A US Citizen who was on trial for blasphemy has been shot dead in a courtroom in the northwestern city of Peshawar.
It was not immediately clear how the young assailant, identified as Khalid Khan, managed to get into the court on July 29 amid tight security. The attacker was subsequently arrested.
The suspect told police the prophet Muhammad had ordered him to kill the man standing trial, Tahir Nasim, because he had belonged to the Ahmadi faith.
Who are Ahmadis?
Ahmadis, a 4-million-strong minority group in Pakistan, have faced death, threats, intimidation and a sustained hate campaign for decades.
Ahmadis insist they follow Islam. However, Pakistan declared the group non-Muslim in 1974 for regarding their sect’s founder, Ghulam Ahmad, as a prophet. Orthodox Islam holds there can be no prophets after Muhammad.
The Controversial Blasphemy Law in Pakistan
Pakistan’s controversial blasphemy law carries an automatic death penalty for anyone convicted of insulting God, Islam, or other religious figures.
Crowds and individuals in Pakistan often take the law into their own hands.
While authorities have yet to carry out a death sentence for blasphemy, even the mere accusation can cause riots. Domestic and international human rights groups say blasphemy allegations have often been used to intimidate religious minorities and settle personal scores.
A Punjab governor was killed by his own guard in 2011 after he defended a Christian woman, Asia Bibi, who was accused of blasphemy.
Bibi was acquitted after spending eight years on death row in a case that drew international attention. Faced with death threats from Islamic radicals upon her release, she flew to Canada to join her daughters last year.
In December, a Muslim professor in Pakistan was also sentenced to death after being convicted of blasphemy.

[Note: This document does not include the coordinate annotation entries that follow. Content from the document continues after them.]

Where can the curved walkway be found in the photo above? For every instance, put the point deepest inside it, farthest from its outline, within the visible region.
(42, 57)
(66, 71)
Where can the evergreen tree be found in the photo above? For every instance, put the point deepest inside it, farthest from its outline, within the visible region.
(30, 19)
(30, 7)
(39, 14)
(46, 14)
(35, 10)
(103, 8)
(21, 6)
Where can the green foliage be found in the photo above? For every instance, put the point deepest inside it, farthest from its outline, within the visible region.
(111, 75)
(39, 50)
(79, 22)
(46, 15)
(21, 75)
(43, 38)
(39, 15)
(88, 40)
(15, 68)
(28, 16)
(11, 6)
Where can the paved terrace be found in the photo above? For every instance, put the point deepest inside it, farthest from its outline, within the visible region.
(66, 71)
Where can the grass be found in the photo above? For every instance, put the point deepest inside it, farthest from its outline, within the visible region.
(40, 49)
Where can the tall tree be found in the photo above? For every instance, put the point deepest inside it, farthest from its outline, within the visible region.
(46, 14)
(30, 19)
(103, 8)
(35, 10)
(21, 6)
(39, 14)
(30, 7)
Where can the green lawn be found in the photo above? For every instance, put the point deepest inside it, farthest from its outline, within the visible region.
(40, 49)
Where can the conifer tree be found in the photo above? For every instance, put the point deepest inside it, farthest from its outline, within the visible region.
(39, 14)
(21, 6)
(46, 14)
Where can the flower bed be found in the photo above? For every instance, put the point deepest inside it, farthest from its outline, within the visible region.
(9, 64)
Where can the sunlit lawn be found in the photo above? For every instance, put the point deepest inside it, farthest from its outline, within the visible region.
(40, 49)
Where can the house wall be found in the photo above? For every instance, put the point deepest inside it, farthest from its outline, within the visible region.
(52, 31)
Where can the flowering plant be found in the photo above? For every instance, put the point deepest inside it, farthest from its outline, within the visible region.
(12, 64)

A court in Multan found Junaid Hafeez, who had been held for six years awaiting trial, guilty of spreading anti-Islamic ideas.
Hafeez’s lawyer said his client was wrongly convicted and he would appeal the verdict.
USCIRF’s Official Response
The United States Commission on International Religious Freedom (USCIRF) today mourns the death of Tahir Ahmad Naseem, a U.S. citizen who was shot in a courtroom in Peshawar, Pakistan on July 29, 2020. The assailant claimed to have shot Naseem because he had belonged to the Ahmadiyya faith.
“Pakistan’s blasphemy laws are indefensible to begin with but it is outrageous beyond belief that the Pakistani government was incapable of keeping an individual from being murdered within a court of law for his faith, and a U.S. citizen, nonetheless,” USCIRF Commissioner Johnnie Moore stated. “Pakistan must protect religious minorities, including individuals accused of blasphemy, in order to prevent such unimaginable tragedies. The authorities must take immediate action to bring Mr. Nassem’s killer to justice.”
Tahir Ahmad Naseem was arrested two years ago and charged with blasphemy under the Pakistan Penal Code. Blasphemy cases in Pakistan are extremely controversial and have led to riots and vigilante justice. As highlighted in a USCIRF policy update about Pakistan’s blasphemy law, USCIRF is aware of nearly 80 individuals imprisoned on blasphemy charges, half of whom face life imprisonment or the death penalty.
“As USCIRF has noted countless times, Pakistan’s blasphemy law inflames interreligious tensions and too often leads to violence,” noted USCIRF Vice Chair Anurima Bhargava. “We urge the State Department to enter into a binding agreement with the Pakistani government that includes the repeal of blasphemy provisions in the Pakistan Penal Code.”
In its 2020 Annual Report, USCIRF recommended the State Department redesignate Pakistan as a “Country of Particular Concern,” or CPC, in part because of the “systematic enforcement of blasphemy and anti-Ahmadiyya laws,” which often target religious minority communities. In a recent policy update, USCIRF provided an overview of key issues that should be included in any binding agreement between the governments of the United States and Pakistan.